I have written over 85 papers on a wide variety of technical subjects including the effects of surface catalysis on heating to advance heat shields, shock tunnel performance, blunt body heating and characterization and thermal conductivity modeling of rigid fibrous insulations. The papers were related to Apollo, Viking, Planetary Atmospheric Entry Test (PAET), Space Shuttle, Aeroassist Flight Experiment (AFE), X-30 National Aerospace Plane (NASP), MEUSER, Hypersonic Flight Experiment (HYFLITE), and Access-to-Space programs such as X-37. These have been published by NASA, American Ceramic Society, and in AIAA Journals and Proceedings.
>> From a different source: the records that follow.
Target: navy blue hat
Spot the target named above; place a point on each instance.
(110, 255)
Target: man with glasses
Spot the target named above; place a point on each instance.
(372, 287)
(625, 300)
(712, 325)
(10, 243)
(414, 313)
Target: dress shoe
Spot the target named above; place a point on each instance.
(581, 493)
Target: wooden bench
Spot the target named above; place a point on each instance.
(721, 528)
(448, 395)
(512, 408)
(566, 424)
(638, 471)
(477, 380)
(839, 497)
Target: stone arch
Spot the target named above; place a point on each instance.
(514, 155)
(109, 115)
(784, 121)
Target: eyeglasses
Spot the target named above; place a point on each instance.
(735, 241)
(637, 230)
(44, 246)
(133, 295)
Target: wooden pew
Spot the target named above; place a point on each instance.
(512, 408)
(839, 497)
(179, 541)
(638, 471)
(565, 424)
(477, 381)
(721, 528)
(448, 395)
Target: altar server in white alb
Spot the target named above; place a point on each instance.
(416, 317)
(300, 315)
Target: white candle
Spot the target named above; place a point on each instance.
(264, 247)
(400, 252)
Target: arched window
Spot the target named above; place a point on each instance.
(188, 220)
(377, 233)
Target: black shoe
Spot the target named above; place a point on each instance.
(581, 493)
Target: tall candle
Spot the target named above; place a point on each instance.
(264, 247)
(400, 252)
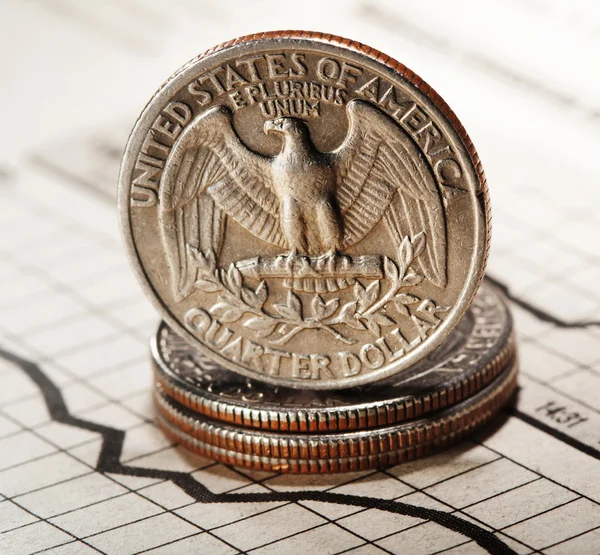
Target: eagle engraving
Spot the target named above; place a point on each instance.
(301, 200)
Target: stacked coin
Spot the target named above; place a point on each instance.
(312, 222)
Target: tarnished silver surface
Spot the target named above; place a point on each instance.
(334, 451)
(474, 353)
(304, 210)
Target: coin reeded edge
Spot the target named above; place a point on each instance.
(478, 262)
(352, 417)
(341, 445)
(357, 462)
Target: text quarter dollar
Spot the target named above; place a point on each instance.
(304, 210)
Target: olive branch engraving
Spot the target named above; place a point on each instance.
(367, 311)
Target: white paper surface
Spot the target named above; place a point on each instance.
(82, 467)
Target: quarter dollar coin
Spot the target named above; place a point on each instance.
(304, 210)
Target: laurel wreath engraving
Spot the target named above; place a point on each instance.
(367, 311)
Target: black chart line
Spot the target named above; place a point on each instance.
(112, 446)
(113, 440)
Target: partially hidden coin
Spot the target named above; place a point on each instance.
(292, 201)
(334, 451)
(476, 351)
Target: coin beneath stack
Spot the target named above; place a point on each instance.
(291, 201)
(334, 452)
(476, 351)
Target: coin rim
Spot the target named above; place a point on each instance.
(340, 444)
(305, 38)
(343, 418)
(468, 422)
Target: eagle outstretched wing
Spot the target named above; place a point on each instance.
(381, 173)
(209, 174)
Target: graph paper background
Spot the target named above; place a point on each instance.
(83, 469)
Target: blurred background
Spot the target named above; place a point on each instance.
(523, 77)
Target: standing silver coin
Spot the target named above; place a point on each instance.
(477, 350)
(304, 210)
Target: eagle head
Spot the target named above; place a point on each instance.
(285, 126)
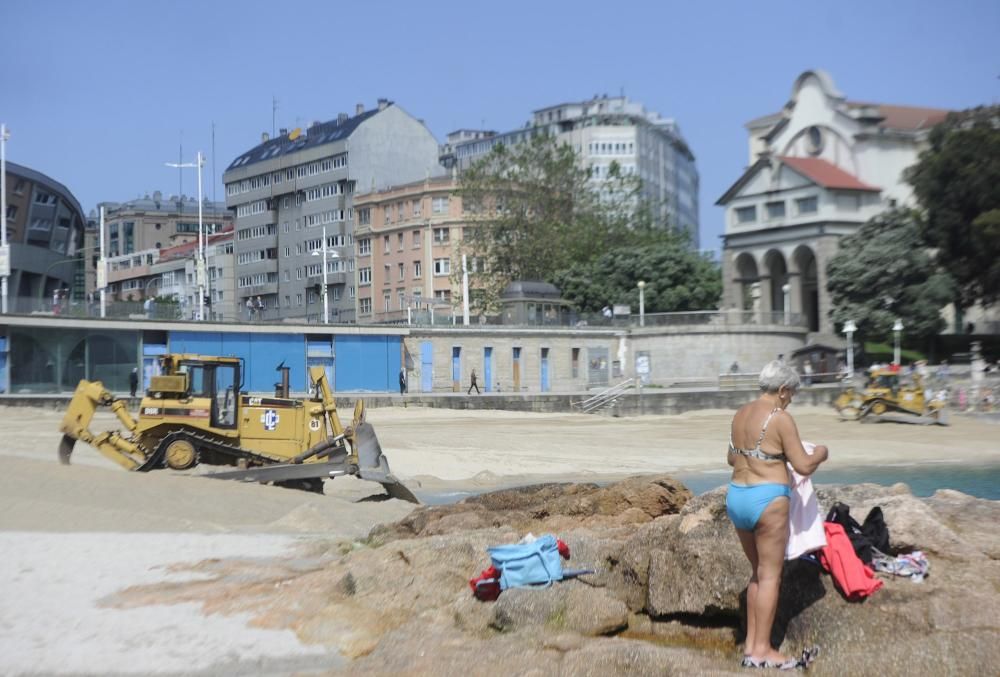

They have been referenced world wide in Journals and technical articles.

I currently hold three U.S. patents, and as a co-inventor, I have submitted a patent disclosure for a new family of High Efficiency Tantalum-based Ceramic (HETC) formulations and a Toughened Uni-piece Fibrous Reinforced Oxidation-Resistant Composite (TUFROC) that is the backbone in the development of a light-weight ceramic leading edge thermal protection system (TPS). Currently, I am a co-principal investigator for the technology transfer of TUFROC TPS from NASA Ames Research Center to industry for application on the X-37 wing leading edge. This technology extends the upper use temperature of a fibrous ceramic TPS to temperatures above 3000 °F.

My career path

I graduated from San Jose State University in electrical engineering, and joined NASA in April 1959. I conducted pioneering research on optimizing the performance of a combustion-driven shock tunnel, and the arc-jet facilities. I was instrumental in the construction of the first shock-driven CO2 gas dynamic laser in the U.S.A. For the past 35 years I have worked in the Thermal Protection Materials Branch where I have conducted extensive studies on TPS materials. These studies include code development for TPS thermal response, the effect of surface catalysis on heating, and arc-jet stream calibration using Laser-Induced Fluorescence technology.

I conducted the early screening and characterization studies on fibrous insulation and reinforced Carbon Carbon (RCC) thermal protection systems for the Space Shuttle. I was awarded the Exceptional Service Medal (1981) for my work on the development of the Space Shuttle TPS.

I was the first investigator to experimentally demonstrate the effect of surface catalysis on the heating rate distribution over a flight vehicle (OEX Space Shuttle 1982) during Earth entry. Also, I was the principal investigator for the Catalytic Surface Effects Experiments for the AFE, and X-33 programs. In support of Access-to-Space, Bantam, and X-33 programs, I have completed surface catalysis and characterization studies on over thirty different thermal protection systems. These include coated and non-coated metals, carbon, and ceramic systems. I received the exceptional Technology Achievement Award (2003) for advanced work in surface catalysis and TPS material development.

A typical day

In any given day, I am on the phone, involved in meetings, conducting research, putting out fires

What I like about my job

It is so unusual, and always a challenge. In 50 years, I find that if I keep my ears open, I can always learn something: whether it is from a technical person, an engineer, or a secretary. When I first came in as a contractor, I was providing a service; now as a civil servant, I have been able to become more involved in research, whether it be with the shock tunnel (as in my early years) or in developing new materials. One of the reasons I haven't retired is that I would miss the challenge: this is a once in a lifetime opportunity.

Advice for a student

I would say the same thing I say to my grandchildren: you have to keep your mind open, like what you are doing, and go for it. Do what you like, not what someone else thinks you should be doing: you will be working for at least 30 years and you need to make the most of life. Do not get hung up on the little things.